I don't want to hear excuses about it. Oh. Well. It's the pandemic. Oh well. Not enough money. The service has been like this *for years*. Fix it. You've had the time. At this current point in time it's not like anything is a surprise or unforseen. Plan better. Adapt better. Be better.
But eh. Excuses are easier rather than change.
Moving on.
Work on the whole has been busy this week. I am exhausted as of today. I nailed a bunch of tricky investigations, one after the next. Hard thinky work. I like it. But it is taxing. If you like murder mysteries, you'd probably like the work. A real piecing together of clues and following a trail of information. Andy had a good stab at some of it, actually followed through on digging, but couldn't in the end figure it out. Still. A pretty good attempt. Still not sure what's going on with him. Some days he puts the effort in. Some days he just phones it in. But work on the whole continues to be alright. The odd blip. But good. Uh huh.
Had a friend round for a tea and a chat this morning. Talking about his work. And stresses. And more stresses. And coming off of Citalopram - the nutcasery meds. And dealing with a suicide at work. And how life was.. pretty full on. Mmm. I listened. Offered a little advice. But mostly listened and empathised. Tricky. Hard. My advice was more about being careful of your limits. A tendency to "man up", do the thing, I can do it all, go down in a blaze of glory. Uh huh. Stop. Before you break. Remember to breathe before you run out of air. As the saying goes, be mindful of your wellness, or your illness will force you to mind it. Dudes can be so tricky. At once bottling it up, I am ok, and in the next revealing all sorts of stressors and red flags, before again, ah, it's ok. Eh. It's not ok. Stop saying that. Tricky. All you can do is remind people to stop, breathe. Don't burn out. Everything else is.. deeper. And not necessarily information people are ready to hear.
I left it with him that if he ever needed to talk I am here, always welcome round for a tea and a chat. A quiet safe space. Don't even have to chat. Just chill. It's a simple thing I can offer. A small piece of sanctuary, even if temporary. What else can you do in a nihilistic world ? If there is a meaning to life, then I think it must be one close to the philosophy of easing others passage through the darkness. Bring a little light and peace and ease the suffering. Even in a nihilistic world, that is worth something. And we can each hold a light for the next of us in line, and perhaps, we get through it easier.
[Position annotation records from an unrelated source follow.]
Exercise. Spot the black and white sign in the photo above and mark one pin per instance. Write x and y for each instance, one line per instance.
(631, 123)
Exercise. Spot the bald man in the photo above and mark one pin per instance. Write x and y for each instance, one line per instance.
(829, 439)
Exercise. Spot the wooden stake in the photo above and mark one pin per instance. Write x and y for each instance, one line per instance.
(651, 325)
My new chair turned up today, super quick, unexpected. I have assembled the beast - and exhausted myself even further to the point of wobbly health - oooh you're going to pay for that - and it's very nice. Worth the price ? Eh. Probably not. Better than all else before it ? Absolutely. We shall see how it holds up over time, but the build quality for a lot of it is very high. And a powder coated steel base. Which is .. unicorn level.. of build quality. I'm a bit too exhausted to enjoy it at the moment. But eh. Is cool.
Stumbled across a concept artist posting some of her noodles on social media. Ugh. Dispeakably good. I am in awe. I struggle so hard with art. I am always slightly starstruck with good artists. How. Do. You. Do. That. UwU. Teach me senpai. In reality I don't have the time and dedication to do it, I have to put up with struggle bussing. Still. I chatted to her a bit. Asked if she accepted commissions and what her prices were if so. Waiting to hear. Her art was really the kind of stuff I have had in my head lately ( and I wish I could easily smash out into a material thing ). I have to check myself not to immediately crush on talented female artists. Call it a failing.
Positives.
Eh. Not in a positives kind of mood today. I am good. I am fine. But exhausted. Brain off. Just contented I have some days off ahead. Rest. Noodle with some things. Is all good.